Almost immediately, I was one of the transformed. In fact, as soon as I got halfway through Chapter 4, "The Dead, Rotting Decomposing Flesh Diet", I had to call and change my dinner plans because I decided to go vegan on the spot.

West VA University's The Daily Athenaeum, 6/8/10
“a cynical, foul-mouthed read with only good intentions that could get you into your best bikini shape for this pool season…The book’s conversational tone makes for an interesting and entertaining read – not simply just dos and don’ts of dieting and exercise like most weight-loss plan guides.”

October 2, 2011

Review: Marabou Stork Nightmares

Marabou Stork Nightmares by Irving Welsh

About: In a hospital room in Edinburgh Roy Strang lies in a coma - which doesn't save him from reliving the sordid developments that brought him to this state. He seems at times to be engaged in a strange quest in a surrealistic Africa to eradicate the evil predator-scavenger bird the marabou stork before it drives away the peace-loving flamingos from Lake Torto. But Roy's hallucinatory adventures keep being interrupted by troubling memories of his bizarre family, the housing project in which he grew up, a disastrous emigration to South Africa and his youthful life of casual brutality as a club-hopping soccer thug. (from goodreads)

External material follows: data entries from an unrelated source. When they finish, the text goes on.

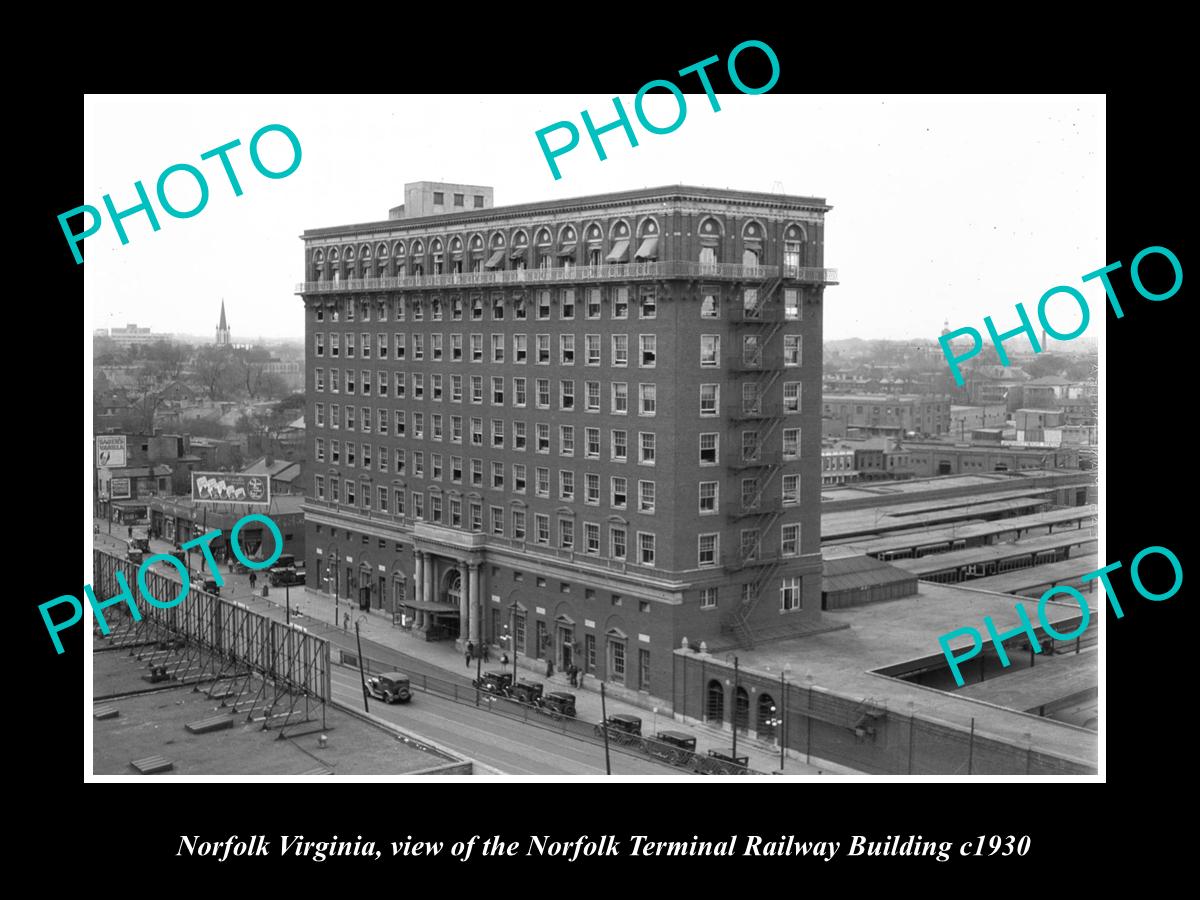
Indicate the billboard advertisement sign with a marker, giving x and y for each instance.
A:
(111, 451)
(231, 487)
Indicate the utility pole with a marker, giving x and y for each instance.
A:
(604, 726)
(363, 677)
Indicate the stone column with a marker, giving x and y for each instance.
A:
(465, 600)
(429, 587)
(419, 589)
(477, 605)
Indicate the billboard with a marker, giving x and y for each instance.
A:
(231, 487)
(109, 451)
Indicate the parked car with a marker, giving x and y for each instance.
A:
(528, 693)
(673, 747)
(558, 705)
(623, 729)
(286, 575)
(499, 683)
(390, 688)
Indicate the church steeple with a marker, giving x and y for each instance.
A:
(222, 329)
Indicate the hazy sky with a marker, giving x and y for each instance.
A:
(943, 208)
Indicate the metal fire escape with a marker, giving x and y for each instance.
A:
(757, 367)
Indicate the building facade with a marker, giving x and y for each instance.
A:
(588, 427)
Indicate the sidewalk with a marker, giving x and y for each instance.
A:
(316, 609)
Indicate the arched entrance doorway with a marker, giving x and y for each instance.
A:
(714, 702)
(767, 718)
(742, 709)
(453, 594)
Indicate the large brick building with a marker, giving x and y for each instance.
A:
(594, 421)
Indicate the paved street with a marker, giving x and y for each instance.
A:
(507, 744)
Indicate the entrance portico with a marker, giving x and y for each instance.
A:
(447, 583)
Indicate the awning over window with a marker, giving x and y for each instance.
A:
(649, 249)
(618, 252)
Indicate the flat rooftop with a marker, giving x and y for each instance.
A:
(892, 491)
(863, 521)
(582, 204)
(153, 724)
(1068, 571)
(895, 631)
(983, 529)
(1081, 538)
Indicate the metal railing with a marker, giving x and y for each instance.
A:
(615, 271)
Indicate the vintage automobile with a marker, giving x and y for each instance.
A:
(390, 688)
(672, 747)
(280, 576)
(721, 762)
(558, 705)
(623, 730)
(499, 683)
(528, 693)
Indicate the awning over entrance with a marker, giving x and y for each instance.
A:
(649, 249)
(426, 606)
(618, 252)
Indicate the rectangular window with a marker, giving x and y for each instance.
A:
(791, 396)
(790, 540)
(791, 349)
(791, 443)
(619, 492)
(790, 594)
(646, 547)
(621, 349)
(619, 397)
(649, 345)
(648, 304)
(647, 399)
(646, 497)
(647, 445)
(621, 303)
(619, 445)
(616, 543)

Review: I must say first off, I've never read or seen anything written by Irving Welsh. Conclusion, real, raw, intimate, amazing and fantastic piece of work. On the other note, it's not for the light of heart. A bit of a different swing from Peter Pan but Marabou was a good change up. I began the story with a basic idea on the back of the book. Man in coma finds himself in deep Africa hunting a Marabou Stork with his good friend Sandy Jamison, but all the while is so close to the surface. I enjoyed the way the book was written, Irving took the words and built them up and down bring your eyes and reading along this backwards journey with Roy Strang. The story started out light, adventurous, I actually like Roy. My relationship with Roy was a lot different than most main characters. It was as interesting and backwards as the book. At the beginning I like Roy, I found him interesting, kinda felt bad for him that he was bullied and his weird family. As the story progressed I found myself feeling more hatred towards him that sadness, I didn't like him. Roy was dumb and arrogant and an ass. I honestly hated him. Near the end you started to feel bad for him again, just a bit of sympathy was sent his way. But by the end my relationship with Roy Strang was mutual. We had finished the book together and I felt like the more I knew about him, the less I liked him. But I enjoyed the journey and story of his life, the Scottish humor and language Welsh put into his book. It was a great, interesting read. I wouldn't recommend it to anyone with a light stomach. I must say it gets a bit hard to handle. Overall, so glad I purchased it. Now on to buying Trainspotting and Acid House.